The demand for AI-enabled applications that deliver increasingly refined results is driving the need for high-quality annotated data to train AI models.
Many continuous intelligence (CI) applications need trained AI models to work. An autonomous vehicle relies on sample data sets that help it differentiate objects and identify road markings and traffic signs. Similarly, an automated video surveillance system needs a data set to learn how to distinguish between a raccoon and an intruder. If the quality of that training data is not right, the performance of the AI models will not be satisfactory.
The booming demand for AI-enabled applications that deliver increasingly refined results is driving need for data that is suitable to train AI models. Meeting the demand is challenging. It is one thing to classify cat images on social media. Building a high-quality dataset for facial recognition or autonomous vehicles is much more complex.
In the past, facial recognition only used several dots on a human face. Now, facial key-point labeling can involve more than 200 dots with dozens used to clearly define each eyebrow, the lips, and the jawline, and more. Such detail is needed to train AI models to determine more than simple things like whether the person is male or female. Models now might also be used to determine race, age, and emotions.
One indication of the need for such data comes from China. There, the data service company Testin set up shop in Hengdian World Studios, also known as “Chinawood,” the largest film studio in Asia. Instead of making motion pictures as other tenants of the facility do, Testin photographs and films actors preforming facial expressions depicting laughing, crying, anger, and more. The images and videos are then used in facial key-point labeling for Chinese AI companies.

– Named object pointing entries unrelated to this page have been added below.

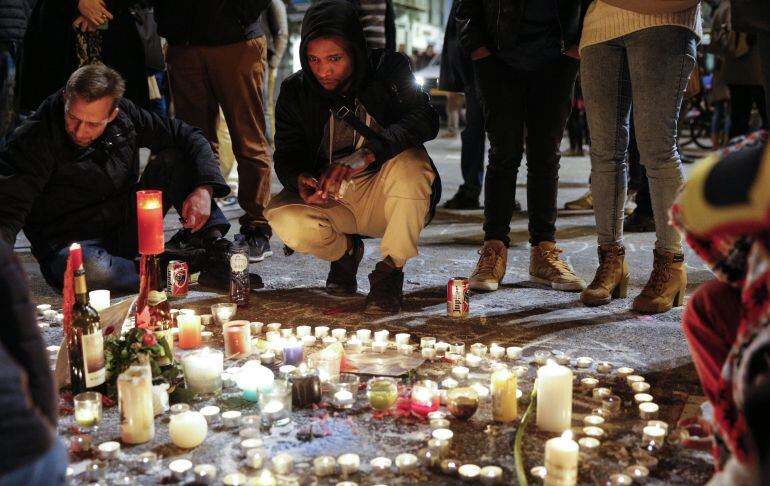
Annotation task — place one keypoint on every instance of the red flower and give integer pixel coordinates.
(149, 339)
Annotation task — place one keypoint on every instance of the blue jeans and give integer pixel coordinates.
(648, 69)
(48, 470)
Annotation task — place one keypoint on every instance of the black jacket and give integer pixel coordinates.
(494, 23)
(28, 400)
(14, 16)
(59, 193)
(382, 82)
(209, 22)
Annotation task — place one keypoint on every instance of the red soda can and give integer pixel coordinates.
(176, 279)
(457, 303)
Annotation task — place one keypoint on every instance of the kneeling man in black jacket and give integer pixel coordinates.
(71, 172)
(349, 133)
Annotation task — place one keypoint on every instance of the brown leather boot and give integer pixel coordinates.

Self-driving Cars Need Data, Too
The quest for data to train autonomous systems is also booming. To get a sense of the complexity and level of detail needed for autonomous vehicles, consider the Waymo Open Dataset. The dataset includes high-resolution sensor data collected by Waymo self-driving cars in a wide variety of conditions. The data can be used by companies trying to train AI driving algorithms. This public database includes roughly 3,000 driving scenes, 16.7 hours of video data, 600,000 frames, and approximately 25 million 3D bounding boxes and 22 million 2D bounding boxes. (The most impressive thing about these numbers is that they represent just a tiny fraction of Waymo’s private autonomous driving database.)
A typical high-quality self-driving dataset might include great volumes of metadata and annotations, including such things as:
- pixel-wise semantic annotation
- 3D semantic annotation
- pixel-wise object instance annotation
- fine-grained road segmentation
- moving object trajectory
- high-precision GPS data.
The Role of Data Annotators
Businesses that want to build CI applications that use AI need high-quality data to train the AI models. Such a need has created a new market for data annotation services. The companies that provide such services provide greater value than a public crowdsources service might offer. Instead, this new breed of companies use highly trained data labelers, and many develop their own advanced annotation tools.
The new data labeling companies differentiate themselves from traditional crowdsourcing platforms that offer labeling services. The companies in this new category often tout their offerings as managed data labeling services. They deliver domain-specific labeled data that undergoes quality control.
If funding is a measure of the need or value of these new companies, the services they provide are indeed in great demand. Earlier this year, Scale AI closed $100 million in funding, bringing its valuation above the $1 billion mark. And last month, CloudFactory announced it has raised an additional $65 million in venture funding, bringing its total funding to $78 million.
Why the high level of investment? The human insight such annotation companies provide helps minimize labeling bias and yields data that is more precise and more accurate. This, in turn, helps produce much higher quality data to train AI models. And that leads to more resilient and reliable AI systems.